Ergänzt wird das Angebot an öffentlichen Räumen durch einen Quartiersplatz in zentraler Lage sowie einem langgestreckten Park, der die Bahntrasse im Norden begleitet.
Phasierung
Die Entwicklung des Areals Groter Pohl wird voraussichtlich einen längeren Zeitraum in Anspruch nehmen. Gleichzeitig besteht bereits Nachfrage nach Flächen für Wohn- und Dienstleistungsnutzungen. Entsprechend berücksichtigt das städtebauliche Konzept eine stufenweise Umsetzung. In einem ersten Schritt sollen der äußere Erschließungsring sowie die Mobilitätshubs erstellt werden, danach die Wohn-Nachbarschaften. Parallel oder zeitversetzt entstehen die Bebauungsbänder entlang der Bahntrasse und des Südrings. Unabhängig davon ist eine Transformation der Flächen von Kaufland und Tankstelle möglich. Die vorgeschlagene Phasierung ist gut nachvollziehbar und deckt sich mit den aktuell absehbaren Entwicklungen.
Während der Umsetzung verbleibt zunächst auf der Ostseite des Areals eine zusammenhängende Freifläche. Sie soll durch Zwischennutzungen aktiviert und bespielt werden. Sie tragen gerade zu Beginn der Quartiersentwicklung zur Identifikation und Adressbildung bei.

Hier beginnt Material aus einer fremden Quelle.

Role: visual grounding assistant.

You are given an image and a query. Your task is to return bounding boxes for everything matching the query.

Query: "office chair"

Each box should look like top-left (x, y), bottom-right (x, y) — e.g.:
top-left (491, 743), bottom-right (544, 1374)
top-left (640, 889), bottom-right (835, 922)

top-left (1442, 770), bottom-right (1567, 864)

Empfehlung zur Weiterbearbeitung
Dem Entwurf gelingt es in besonderer Weise, die anspruchsvollen Anforderungen an das Areal Groter Pohl aufzugreifen und in ein eigenständiges städtebauliches Konzept zu übersetzen. Das vorgeschlagene Ordnungsgerüst und die dazugehörigen Baufeldzuschnitte sind robust genug, um künftige Anpassungen zu ermöglichen, ohne dass dabei grundsätzliche Qualitäten des Konzeptes verloren gehen. Darüber hinaus bietet der Entwurf Anknüpfungspunkte für eine zeitgemäße und nachhaltige Stadtentwicklung. Entsprechend wird vorgeschlagen, den städtebauliche Entwurf als Grundlage für die Weiterentwicklung des Gebiets zu wählen.